「サンリオ体験の聖地」の軸をぶらさず
コラボやデジタルで存在感を高めたい

――顧問から館長に就任し、地道に人づくりを進めた結果、平日の来場者数は4倍になるなど「奇跡のV字回復」と評されるまでになりました。

 館長という役職を与えられた身として、これほど嬉しいことはありません。

――そして運営会社である(株)サンリオエンターテイメントの社長に就任し、1カ月。すでに「やりたいこと」は何か、役員と話し合っていると伺いました。山登りに例えるなら、小巻さんのなかでは何合目ぐらいまで登りましたか。

 ようやく3合目まではきたかな、と。ここからさらに、ベースを加速していきたいですね。

「かわいい」「優しくなれる」という
存在感を増すことを重視して投資する

 特に優先度が高いのは、安全対策への投資です。お客様の多くは若い女性やお子さまですから、昨今の痛ましい事件を考えれば他人ごとではありません。安心して楽しめる空間を提供するのは当然のことですし、ピューロランドの価値を高めることにもなります。経費ではなく投資という考えに立って、積極的に対策を講じるつもりです。社会課題の解決につながる、ロールモデルになるような取り組みにしたいですね。

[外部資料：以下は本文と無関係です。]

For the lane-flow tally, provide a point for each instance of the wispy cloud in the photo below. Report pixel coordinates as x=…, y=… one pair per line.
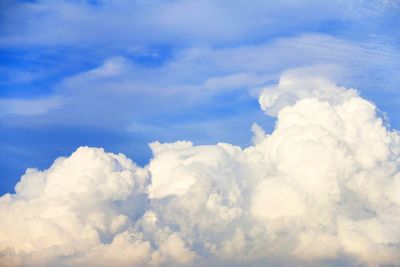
x=320, y=189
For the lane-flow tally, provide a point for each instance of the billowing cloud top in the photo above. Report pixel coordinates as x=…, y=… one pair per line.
x=321, y=189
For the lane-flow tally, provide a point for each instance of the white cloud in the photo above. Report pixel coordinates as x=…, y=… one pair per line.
x=321, y=189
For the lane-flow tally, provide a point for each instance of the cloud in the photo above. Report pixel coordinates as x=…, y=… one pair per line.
x=321, y=189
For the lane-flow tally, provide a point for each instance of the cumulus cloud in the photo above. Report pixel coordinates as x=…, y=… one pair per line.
x=321, y=189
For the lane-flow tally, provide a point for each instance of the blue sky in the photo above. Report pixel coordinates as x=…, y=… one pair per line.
x=120, y=74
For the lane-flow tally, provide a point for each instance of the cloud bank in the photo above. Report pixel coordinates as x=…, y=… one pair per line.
x=321, y=189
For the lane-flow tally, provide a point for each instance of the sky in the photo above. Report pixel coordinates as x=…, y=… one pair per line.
x=212, y=86
x=120, y=74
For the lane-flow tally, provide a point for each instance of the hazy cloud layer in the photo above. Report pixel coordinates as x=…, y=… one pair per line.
x=321, y=189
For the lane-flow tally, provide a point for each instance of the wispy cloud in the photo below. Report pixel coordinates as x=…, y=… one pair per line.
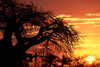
x=90, y=14
x=63, y=16
x=82, y=19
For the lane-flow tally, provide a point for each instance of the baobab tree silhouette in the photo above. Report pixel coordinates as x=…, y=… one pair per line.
x=14, y=17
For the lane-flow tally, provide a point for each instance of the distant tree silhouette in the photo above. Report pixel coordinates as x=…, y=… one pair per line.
x=14, y=17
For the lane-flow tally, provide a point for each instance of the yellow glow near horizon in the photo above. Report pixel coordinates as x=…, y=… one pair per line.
x=90, y=59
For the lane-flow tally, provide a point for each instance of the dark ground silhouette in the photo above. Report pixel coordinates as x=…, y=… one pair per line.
x=15, y=16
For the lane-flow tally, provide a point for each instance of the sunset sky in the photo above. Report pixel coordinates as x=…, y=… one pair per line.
x=84, y=14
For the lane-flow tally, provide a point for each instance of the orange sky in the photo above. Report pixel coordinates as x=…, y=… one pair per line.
x=84, y=14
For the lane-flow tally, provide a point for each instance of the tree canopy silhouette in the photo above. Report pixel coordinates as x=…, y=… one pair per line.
x=16, y=17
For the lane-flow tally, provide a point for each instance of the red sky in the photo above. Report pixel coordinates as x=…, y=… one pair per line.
x=84, y=14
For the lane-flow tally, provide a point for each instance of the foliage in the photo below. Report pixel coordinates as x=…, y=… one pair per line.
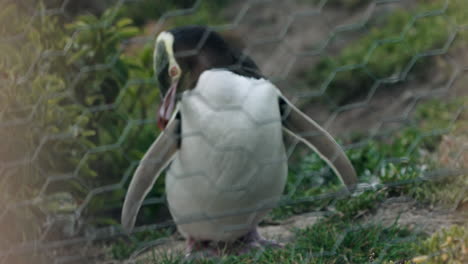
x=388, y=52
x=328, y=242
x=446, y=246
x=123, y=248
x=392, y=167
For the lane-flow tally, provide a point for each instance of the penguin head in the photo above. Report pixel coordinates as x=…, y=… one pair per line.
x=182, y=54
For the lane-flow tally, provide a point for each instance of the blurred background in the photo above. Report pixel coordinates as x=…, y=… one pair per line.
x=387, y=78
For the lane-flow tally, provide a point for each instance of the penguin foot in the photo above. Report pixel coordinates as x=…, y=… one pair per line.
x=200, y=249
x=254, y=241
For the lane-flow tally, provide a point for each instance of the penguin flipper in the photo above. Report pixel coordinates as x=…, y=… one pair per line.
x=155, y=160
x=315, y=137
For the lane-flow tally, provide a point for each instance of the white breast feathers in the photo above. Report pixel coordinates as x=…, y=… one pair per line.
x=231, y=167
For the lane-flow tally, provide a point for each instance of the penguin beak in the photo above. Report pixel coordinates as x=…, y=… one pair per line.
x=168, y=104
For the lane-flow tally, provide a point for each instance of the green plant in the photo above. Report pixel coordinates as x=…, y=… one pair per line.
x=446, y=246
x=389, y=51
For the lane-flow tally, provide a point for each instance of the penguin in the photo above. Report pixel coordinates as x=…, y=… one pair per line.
x=224, y=129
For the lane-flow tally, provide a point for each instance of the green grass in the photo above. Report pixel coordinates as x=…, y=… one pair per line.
x=390, y=51
x=329, y=241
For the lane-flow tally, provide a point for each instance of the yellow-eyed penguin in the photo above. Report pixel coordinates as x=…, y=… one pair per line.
x=222, y=142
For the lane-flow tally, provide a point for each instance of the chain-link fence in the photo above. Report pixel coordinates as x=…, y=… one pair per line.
x=386, y=78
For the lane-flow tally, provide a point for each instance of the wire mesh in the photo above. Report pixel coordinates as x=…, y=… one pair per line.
x=78, y=112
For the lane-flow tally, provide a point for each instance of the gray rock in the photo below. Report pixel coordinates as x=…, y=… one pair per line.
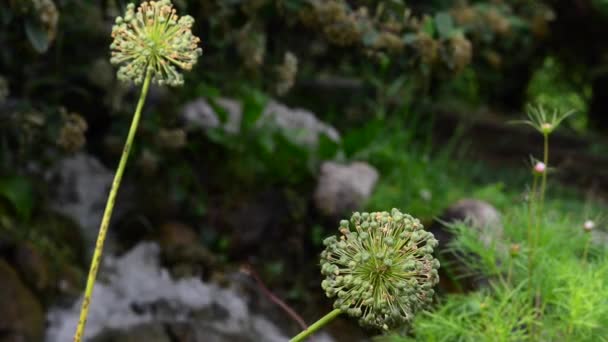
x=344, y=188
x=200, y=114
x=300, y=125
x=80, y=188
x=479, y=215
x=22, y=318
x=137, y=291
x=486, y=221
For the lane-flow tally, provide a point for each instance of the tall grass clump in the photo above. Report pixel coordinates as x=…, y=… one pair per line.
x=546, y=280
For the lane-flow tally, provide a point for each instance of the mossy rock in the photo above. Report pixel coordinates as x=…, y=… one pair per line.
x=22, y=315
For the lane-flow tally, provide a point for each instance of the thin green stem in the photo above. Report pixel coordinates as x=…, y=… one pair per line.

――サンリオ本社からは、具体的なミッションを与えられているのでしょうか。

 特に指示されてはいませんが、サンリオ体験の聖地という軸をぶらさないことが重要です。なぜ1990年、サンリオ30周年のタイミングでピューロランドをつくったのか立ち返って考えると、キャラクターグッズを売るための施設ではなく、「みんななかよく」という理念を体現するための施設をつくったのです。その意味をよく考えたうえで本社との連携を強化しながら、キャラクターの育成、ブランディングやデータ活用で貢献していきたいと考えています。

――予算でも余裕ができましたが、設備の拡張は考えていますか。

 当面は新たなアトラクションの増設や設備など、ハード面を拡張して人を呼びこむよりも、ピューロランドならではの存在感を充実させることが先だと考えています。たとえばコラボした他社のコンテンツや、アーティストさん、声優さんを目当てに来場したお客様には、初めてピューロランドを訪れた方も少なくありません。つまり、残念ながらまだまだ知られていないのが実態です。飽きられないためのハード面の拡張よりは、サービスやコンテンツの充実で、初めて来たお客様にファンになっていただき、その方たちにポジティブな口コミをしていただけるよう、ソフト面に注力する段階だと考えています。

――確かに設備や遊具は整っていても閑古鳥の鳴いている遊園地やテーマパークは全国にありますね。ハードだけでは消費者の心は躍らない時代ですね。

 ハローキティが今年で45周年、来年2020年にはピューロランドが30周年を迎えることもあり、いままでにない切り口のショーやイベントを準備しているところです。「みんななかよく」のメッセージをデジタルとアナログで展開し、で、そのうえに「こうくるか!」という仕掛けをプラスして注目度を上げたいです。いつ来ても「カワイイ!」と叫びたくなるテーマパークになれるよう頑張ります。さらに、ピューロで楽しむことが何かの社会課題の解決につながるような流れを構築できたら、と思っています。

――「人生は想定外の連続」と書籍でも振り返っていました。それでも社長になって描いている将来像、想定しているシナリオがあれば教えてください。

 健康面で問題なければ、少なくとも5年は社長を続けて理想像の7合目までは持って行ってからバトンを引き継げればと今は考えています。これまで、たくさんの想定外がつながって今に至っています。人生は想定外の連続だと思っています。想定外の出来事に対して、そこから逃げ出さずに新たに展開していくことで、どんどん自分も会社も枠を広げて来たと思います。そういう意味では、これからどんな想定外な出来事が用意されているのか、それが何につながっているのか。楽しみですね。